What ppl seem to forget is the power of Tobi, as stated in the manga his powers isn't even complete and yet look how far he came and how many strong and great characters he sacrificed. If he wanted to be even stronger he could simply merge with Mazou yet he wants to sync it with sasuke who is not loyal to him and doesn't flinch abt the outcome.

He knows What Naruto is capable of with Kurama yet he isn't amused, there is a reason why he thinks he can't be defeated easily. If naruto would come close to defeating him it would push him to greater length and achieve unheard of hax powers.

My point here is that if Naruto and co simply defeat Tobi without Tobi accomplishing anything, then it would obviously be against the purpose of Naruto dreams which is overcoming an unstoppable dark evil villain like Tobi who's against peace. And for Tobi to become that he has to accomplish his goals of Mazou and cast the ultimate Tsuukiyomi and Naruto has to overcome that.


----------



## Mateush (Aug 20, 2012)

Ichiurto said:


> Juubi is being revived. You can bet on that 100%. There's a reason Kyuubi and Hachibi were not captured.
> 
> The reason is to revive the Juubi in a weakened state.
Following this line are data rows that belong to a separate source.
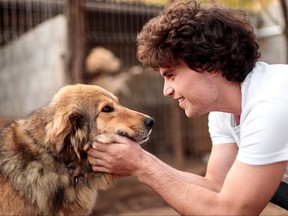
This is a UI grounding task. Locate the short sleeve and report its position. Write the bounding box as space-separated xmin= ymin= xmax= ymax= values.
xmin=208 ymin=112 xmax=237 ymax=145
xmin=237 ymin=95 xmax=288 ymax=165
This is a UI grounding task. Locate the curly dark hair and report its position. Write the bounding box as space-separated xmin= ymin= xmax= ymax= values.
xmin=137 ymin=1 xmax=260 ymax=82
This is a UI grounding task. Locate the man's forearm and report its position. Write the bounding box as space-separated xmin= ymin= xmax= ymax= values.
xmin=136 ymin=155 xmax=223 ymax=215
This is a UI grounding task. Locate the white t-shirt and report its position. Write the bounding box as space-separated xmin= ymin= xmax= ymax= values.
xmin=208 ymin=62 xmax=288 ymax=183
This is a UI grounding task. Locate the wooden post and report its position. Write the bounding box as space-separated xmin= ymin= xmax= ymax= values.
xmin=65 ymin=0 xmax=85 ymax=83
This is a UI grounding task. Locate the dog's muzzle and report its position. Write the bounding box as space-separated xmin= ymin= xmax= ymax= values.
xmin=117 ymin=117 xmax=154 ymax=144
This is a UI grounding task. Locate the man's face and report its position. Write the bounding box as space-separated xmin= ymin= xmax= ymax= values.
xmin=160 ymin=62 xmax=218 ymax=118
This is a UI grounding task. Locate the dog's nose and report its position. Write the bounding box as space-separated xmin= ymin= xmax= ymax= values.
xmin=144 ymin=118 xmax=154 ymax=129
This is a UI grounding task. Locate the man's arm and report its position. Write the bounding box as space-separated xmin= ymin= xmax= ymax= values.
xmin=136 ymin=149 xmax=287 ymax=215
xmin=89 ymin=137 xmax=287 ymax=215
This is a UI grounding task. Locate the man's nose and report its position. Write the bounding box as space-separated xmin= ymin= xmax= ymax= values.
xmin=163 ymin=84 xmax=174 ymax=96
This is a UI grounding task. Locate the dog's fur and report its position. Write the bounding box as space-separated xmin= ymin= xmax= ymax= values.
xmin=0 ymin=84 xmax=153 ymax=215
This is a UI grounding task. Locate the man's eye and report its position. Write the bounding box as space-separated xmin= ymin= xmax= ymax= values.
xmin=101 ymin=106 xmax=114 ymax=112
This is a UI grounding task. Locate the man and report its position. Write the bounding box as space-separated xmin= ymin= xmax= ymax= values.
xmin=89 ymin=1 xmax=288 ymax=215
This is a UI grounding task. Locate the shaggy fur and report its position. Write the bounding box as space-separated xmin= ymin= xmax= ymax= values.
xmin=0 ymin=85 xmax=153 ymax=215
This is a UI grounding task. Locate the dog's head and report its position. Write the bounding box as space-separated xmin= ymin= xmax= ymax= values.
xmin=46 ymin=84 xmax=154 ymax=162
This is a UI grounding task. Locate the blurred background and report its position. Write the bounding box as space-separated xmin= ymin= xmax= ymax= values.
xmin=0 ymin=0 xmax=288 ymax=214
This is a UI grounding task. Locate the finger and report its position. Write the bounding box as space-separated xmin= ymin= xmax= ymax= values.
xmin=92 ymin=142 xmax=108 ymax=152
xmin=87 ymin=148 xmax=105 ymax=159
xmin=92 ymin=166 xmax=111 ymax=173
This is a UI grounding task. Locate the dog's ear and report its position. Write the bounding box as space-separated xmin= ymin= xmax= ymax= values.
xmin=46 ymin=112 xmax=90 ymax=158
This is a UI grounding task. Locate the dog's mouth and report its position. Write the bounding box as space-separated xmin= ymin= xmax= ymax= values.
xmin=117 ymin=130 xmax=152 ymax=145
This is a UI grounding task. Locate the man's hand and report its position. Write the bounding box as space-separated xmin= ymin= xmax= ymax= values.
xmin=88 ymin=134 xmax=146 ymax=176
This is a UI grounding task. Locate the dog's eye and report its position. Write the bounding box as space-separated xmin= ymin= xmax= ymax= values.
xmin=101 ymin=106 xmax=114 ymax=112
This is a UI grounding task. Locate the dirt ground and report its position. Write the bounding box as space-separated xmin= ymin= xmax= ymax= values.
xmin=93 ymin=159 xmax=288 ymax=216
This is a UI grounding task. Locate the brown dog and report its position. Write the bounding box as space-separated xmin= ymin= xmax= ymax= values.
xmin=0 ymin=84 xmax=153 ymax=215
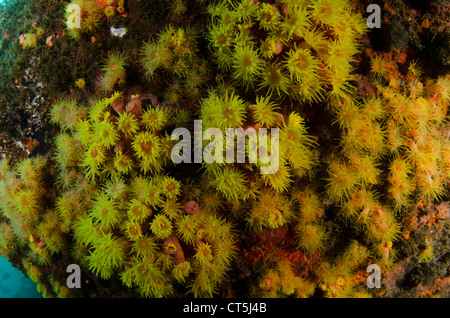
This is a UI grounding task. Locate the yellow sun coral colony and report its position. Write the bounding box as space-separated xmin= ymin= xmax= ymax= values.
xmin=0 ymin=0 xmax=450 ymax=297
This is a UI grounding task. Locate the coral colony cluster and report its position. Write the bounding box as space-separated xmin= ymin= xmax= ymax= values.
xmin=0 ymin=0 xmax=450 ymax=297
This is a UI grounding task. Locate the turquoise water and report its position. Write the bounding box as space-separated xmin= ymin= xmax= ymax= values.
xmin=0 ymin=256 xmax=42 ymax=298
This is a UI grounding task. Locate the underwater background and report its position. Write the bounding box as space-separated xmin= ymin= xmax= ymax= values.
xmin=0 ymin=0 xmax=450 ymax=298
xmin=0 ymin=257 xmax=42 ymax=298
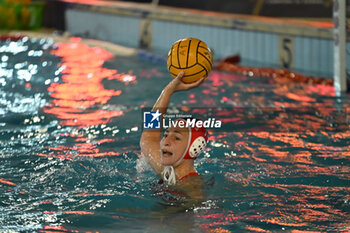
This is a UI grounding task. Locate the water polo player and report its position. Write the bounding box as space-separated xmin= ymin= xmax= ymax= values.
xmin=140 ymin=72 xmax=208 ymax=185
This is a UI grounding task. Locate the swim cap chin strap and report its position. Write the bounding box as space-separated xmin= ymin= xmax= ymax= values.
xmin=162 ymin=124 xmax=208 ymax=185
xmin=162 ymin=166 xmax=176 ymax=185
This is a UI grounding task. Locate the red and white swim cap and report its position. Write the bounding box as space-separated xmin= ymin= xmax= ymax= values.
xmin=183 ymin=126 xmax=208 ymax=159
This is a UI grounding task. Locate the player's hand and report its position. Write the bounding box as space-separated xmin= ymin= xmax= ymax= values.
xmin=168 ymin=71 xmax=205 ymax=92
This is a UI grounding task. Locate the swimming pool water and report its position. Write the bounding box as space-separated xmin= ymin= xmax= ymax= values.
xmin=0 ymin=37 xmax=350 ymax=232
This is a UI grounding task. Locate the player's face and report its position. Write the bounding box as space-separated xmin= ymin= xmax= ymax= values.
xmin=160 ymin=124 xmax=189 ymax=166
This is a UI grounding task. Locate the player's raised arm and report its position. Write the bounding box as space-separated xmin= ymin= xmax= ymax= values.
xmin=140 ymin=71 xmax=204 ymax=174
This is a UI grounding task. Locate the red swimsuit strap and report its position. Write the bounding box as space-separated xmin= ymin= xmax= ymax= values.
xmin=179 ymin=172 xmax=199 ymax=181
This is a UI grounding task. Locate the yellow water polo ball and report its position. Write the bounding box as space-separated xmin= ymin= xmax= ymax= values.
xmin=167 ymin=38 xmax=213 ymax=83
And Rikudou said they will return to one will *again*. No need to doubt his words.


----------



## Coldhands (Aug 20, 2012)

Mateush said:


> And Rikudou said they will return to one will *again*. No need to doubt his words.



The official Viz translation goes like this:

_Shukaku, Matatabi, Isobu, Songoku, Kokuo, Saiken, Chomei, Gyuki, and Kurama..._

_Even if you are far apart, you will always be together, and eventually, the day will come when you will be united again..._ (Not one, but united. Exactly what happened earlier on in the fight when Naruto met them all.)

_Each of you with a unique name... And a different form than before. _(Before meaning when they were Juubi.)

_And unlike when you were inside me, you shall be led properly. I hope you learn what true strengh is... ...Before that time..._ (Obviously referencing to Naruto.)


----------



## Mateush (Aug 20, 2012)

I see, thanks.


----------



## Nic (Aug 20, 2012)

I'm guessing this is the chapter where we get the mask breaking as our cliffhanger


----------



## Ichiurto (Aug 20, 2012)

JuubiSage said:


> The official Viz translation goes like this:
> 
> _Shukaku, Matatabi, Isobu, Songoku, Kokuo, Saiken, Chomei, Gyuki, and Kurama..._
> 
> ...



Honestly, it never made sense to me that Rikkudo would go through the trouble of splitting the Juubi into 9, giving them each a name and a personality, only to tell them one day, they will lose themselves and become one again and they should be happy about it.

I hope the Viz translation is correct. It makes more sense, in my opinion.


----------



## RickMartin Ben Janardhan (Aug 20, 2012)

sasuke and orochimaru go to a super secret area called the senju shrine.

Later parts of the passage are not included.